Furthermore, feminist philosopher of science Sandra Harding has shown that radical social movements such as feminism and the gay rights movement are actually good for science, good for the pursuit of truth. For these types of politics help us eliminate the pervasive cultural bias that could affect scientific data as well as hypotheses. Hence, in the name of the pursuit of truth, sexologists would do well to welcome more sex minorites, such as transgenders, bisexuals, sex workers, SMers, and many others, to come out and come forward to challenge the discrimination and pathologization that pervades most sexology. In addition, Foucault has said that “truth is drawn form pleasure itself, understood as a practice and accumulated as experience” (57). This observation on erotic art as heuristic for contemporary sexology may prove to be most enlightening, for there is no reason why sexology cannot incorporate the goal of erotic art and reorient itself to the promotion of pleasure. In other words, faced with sexual diversity and variance, sexology could become a “pleasure-centered sexology” rather than a juridical sexology absorbed in the search for etiology and cure.

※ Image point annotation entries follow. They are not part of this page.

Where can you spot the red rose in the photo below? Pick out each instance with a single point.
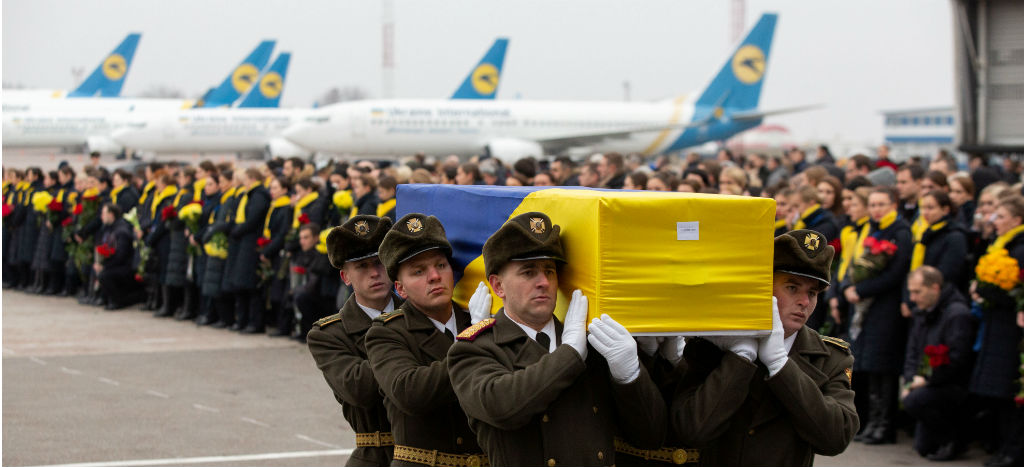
(168, 213)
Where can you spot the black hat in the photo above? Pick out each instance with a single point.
(804, 253)
(357, 239)
(411, 236)
(528, 236)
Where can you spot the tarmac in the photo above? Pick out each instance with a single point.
(87, 387)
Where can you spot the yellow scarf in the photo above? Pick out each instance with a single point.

Early sexology had to win its legitimacy as a field of research and academic pursuit by relying upon its association with the more acceptable institutions of power, especially medicine and law (two fields too well-known for their extreme lack of reflection and self-critique). Now as we become more and more aware of the plurality, plasticity, and diversity in human sexual desire and expression, sexology’s bid for legitimation could be reinvented as being linked to other socio-cultural institutions such as the human rights and equality discourse–the true spirit of modernization according to sociologist Anthony Giddens; and perhaps also to our abundant erotic culture and even aesthetics–which Giddens has so aptly renamed as the core of “life politics.” Work is already under way in feminist studies and the new field of sexuality studies. Whether sexology itself would catch on or not will be up to all of us here. Thank you.
Foucault, Michel. The History of Sexuality. Vol. 1. An Introduction. New York: Random House, 1978.
Giddens, Anthony. Modernity and Self-Identity: Self and Society in the Late Modern Age. Stanford, California: Stanford University Press, 1991.
Rubin, Gayle S. “Thinking Sex: Notes for a Radical Theory of the Politics of Sexuality.” American Feminist Thought at Century’s End: A Reader. Ed. By Linda S. Kauffman. Oxford: Blackwell, 1993. 3-64.
Weeks, Jeffrey. Sexuality and Its Discontents: Meanings, Myths & Modern Sexualities. New York: Routledge, 1985.